Engineering Case Study

Rekordbox Metadata Enrichment: Filling the Gaps

A Python CLI that reads a Rekordbox library export, looks up each track against MusicBrainz and Discogs, scores candidate matches by confidence, and writes a delta XML containing only the tracks that changed, ready to import straight back into Rekordbox. In a library of 2,500+ tracks with over a thousand missing label data entirely, five iterative runs pushed the enrichment rate from 436 tracks to 876.

Type Engineering Case Study

Domain AI · Music Tools · Data Pipelines

Stack Python · MusicBrainz API · Discogs API · MiniMax · Groq · Gemini

Status Active

2,500+

tracks processed per run

800+

tracks enriched

~65

LLM calls per full run

~90 min

first cold run

The Problem

Rekordbox auto-analyses BPM and key reliably on import. Label, year, remixer and album are a different story.

A library built over years from Bandcamp, Juno, Beatport and Traxsource purchases, SoundCloud downloads, promo folders and other sources accumulates inconsistencies. Those fields are often blank, wrong, or formatted in ways that carry no meaning. A track tagged with a label, a year and a recognisable release context tells a much richer story than one with empty fields.

That matters because metadata is not cosmetic. MixLab, the AI mix curation tool in this ecosystem, uses metadata as contextual input when building set concepts and narratives. “Classic Warp era” means something. “Metalheadz 2019 reissue” means something. “Label: blank” means nothing.

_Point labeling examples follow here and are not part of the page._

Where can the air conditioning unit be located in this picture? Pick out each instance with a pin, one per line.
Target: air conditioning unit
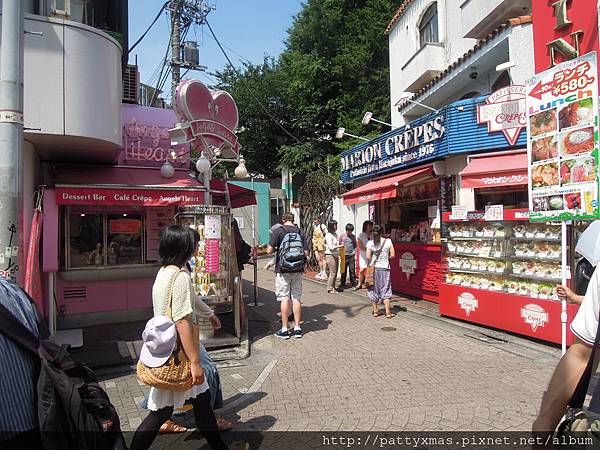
(131, 84)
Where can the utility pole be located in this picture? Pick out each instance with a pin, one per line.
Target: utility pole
(175, 47)
(11, 138)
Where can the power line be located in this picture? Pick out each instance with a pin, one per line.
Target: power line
(266, 111)
(148, 29)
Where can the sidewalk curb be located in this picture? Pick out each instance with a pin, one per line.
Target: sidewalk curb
(541, 347)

In a library of more than 2,500 tracks, over a thousand were missing label entirely. Many had year set to 0. Album values were inconsistent: some were genuine release names, some were Apple Music style single titles, some were little more than the original download folder. The information existed somewhere. The library was not carrying it.

Both MusicBrainz and Discogs hold large release databases. The challenge was not whether the data existed. The challenge was matching the right release metadata to the right Rekordbox tracks in a safe, repeatable way.

The Solution

Rekordbox Metadata Enrichment is a Python CLI that reads a Rekordbox XML export, looks up each track against MusicBrainz and Discogs, scores candidate matches by confidence, and writes a delta XML containing only the tracks that changed, ready to import back into Rekordbox.

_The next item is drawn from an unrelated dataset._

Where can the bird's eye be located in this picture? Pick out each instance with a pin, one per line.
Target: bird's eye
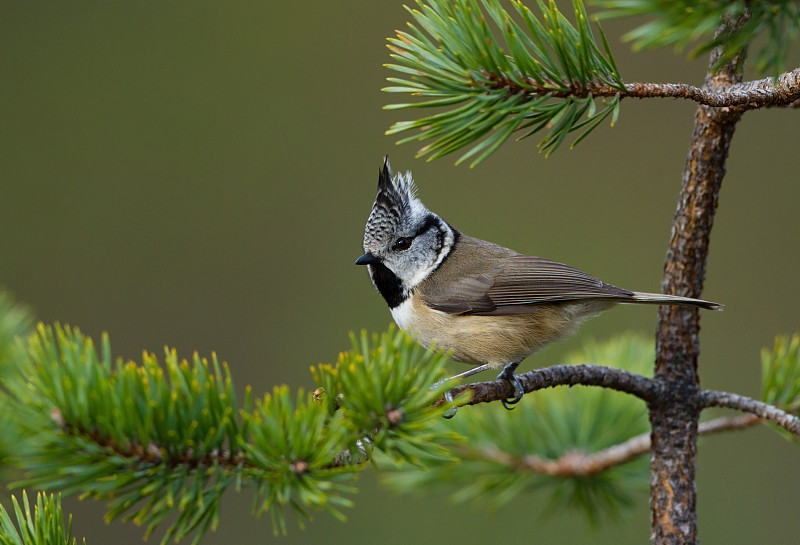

A few design decisions shaped the tool from the start.

Delta output, not full library replacement. The output XML contains only tracks that changed. Once the cache is warm, the export can be very small, which keeps Rekordbox import fast and low-risk.
Colour as confidence signal. Rather than silently applying guesses, the Rekordbox Colour field is repurposed as a visual confidence indicator. Enriched tracks are colour-coded by how confident the match was, making uncertain results visible at a glance inside Rekordbox itself.
Permanent cache. Metadata for a processed track does not need to be looked up again. Once resolved, it is stored and reused on later runs. Cold runs take around 90 minutes; warm runs are near-instant.
Failures are never cached. Tracks with no match are always retried on future runs. Every improvement in query logic automatically recovers previously missed tracks without any cache cleanup.

System Architecture

Each track goes through the same pipeline on every run. The pipeline is intentionally sequential: cache check first to avoid redundant API calls, then MusicBrainz, then Discogs if MusicBrainz alone is not sufficient, then an LLM only if the result is still ambiguous.

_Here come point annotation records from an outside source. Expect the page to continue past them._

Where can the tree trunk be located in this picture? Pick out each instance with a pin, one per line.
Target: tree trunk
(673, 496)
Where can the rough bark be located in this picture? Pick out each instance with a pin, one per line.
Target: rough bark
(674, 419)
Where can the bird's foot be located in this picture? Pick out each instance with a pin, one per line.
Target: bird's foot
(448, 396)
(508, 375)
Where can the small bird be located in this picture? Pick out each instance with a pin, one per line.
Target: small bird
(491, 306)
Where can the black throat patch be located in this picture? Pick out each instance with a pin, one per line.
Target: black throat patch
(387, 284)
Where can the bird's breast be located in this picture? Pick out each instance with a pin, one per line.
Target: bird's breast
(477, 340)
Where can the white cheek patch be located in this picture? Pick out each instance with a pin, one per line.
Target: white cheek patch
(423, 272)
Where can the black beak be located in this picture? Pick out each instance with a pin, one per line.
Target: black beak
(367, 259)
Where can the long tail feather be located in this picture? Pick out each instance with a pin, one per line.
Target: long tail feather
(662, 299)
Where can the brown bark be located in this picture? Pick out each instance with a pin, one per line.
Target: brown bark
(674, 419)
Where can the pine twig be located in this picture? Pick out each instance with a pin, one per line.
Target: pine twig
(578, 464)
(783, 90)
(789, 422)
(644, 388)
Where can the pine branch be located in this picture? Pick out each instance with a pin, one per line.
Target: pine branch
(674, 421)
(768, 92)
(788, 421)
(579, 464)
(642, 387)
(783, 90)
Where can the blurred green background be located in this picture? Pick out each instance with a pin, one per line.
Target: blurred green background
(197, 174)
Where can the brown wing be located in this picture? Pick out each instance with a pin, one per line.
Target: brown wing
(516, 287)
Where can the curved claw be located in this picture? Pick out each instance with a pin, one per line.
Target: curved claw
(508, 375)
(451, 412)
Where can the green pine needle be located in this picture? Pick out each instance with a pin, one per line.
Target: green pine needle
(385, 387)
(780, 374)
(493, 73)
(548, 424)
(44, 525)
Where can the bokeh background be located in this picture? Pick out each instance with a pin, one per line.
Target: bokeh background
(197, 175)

Two-row pipeline flow: Rekordbox XML input, Cache Check, MusicBrainz API, Score Candidates in row one; Discogs API, Score and Auto-Enrich, LLM Disambiguation cascade, Delta XML output in row two. — Cache check, MusicBrainz, scoring, Discogs if needed, scoring again, LLM disambiguation only if still ambiguous. The LLM amber highlight reflects that it is used sparingly, around 65 calls per full cold run across 2,354 tracks. Only changed tracks are written to the delta XML.

Library

Rekordbox XML Export

2,500+ tracks · artist, title, BPM, Camelot key · label, year, album, remixer fields to be enriched

Cache Check

Skip track if already enriched and cached · failures are never cached and are always retried on subsequent runs
MusicBrainz API Lookup

Query release database by normalised artist and title · returns candidate releases with label, year, album data
Score Candidates

Confidence threshold check · high-confidence MusicBrainz result goes straight to enrichment · low-confidence triggers Discogs lookup
Discogs API Lookup

Queried when MusicBrainz alone is insufficient · particularly strong for underground electronic music where commercial release databases have gaps
Score Again + Auto-Enrich

Re-score all candidates from both sources · high-confidence result applies enrichment and marks green · still ambiguous triggers LLM
LLM Disambiguation

MiniMax M2.7 first, then Groq, then Gemini 2.5 Flash · used only to resolve between grounded candidates · orange confidence colour applied · if no confident decision, track is left unenriched rather than guessed at

Delta XML: only changed tracks, ready for Rekordbox import

Unresolved playlist: no-match tracks exported for review inside Rekordbox

The Discogs lookup was the most important source for this particular library. MusicBrainz covers mainstream releases thoroughly but has thinner coverage of underground electronic music, white labels and small-run digital releases. Discogs fills that gap. It is also the database where the key fix in Phase 1 was required, covered below.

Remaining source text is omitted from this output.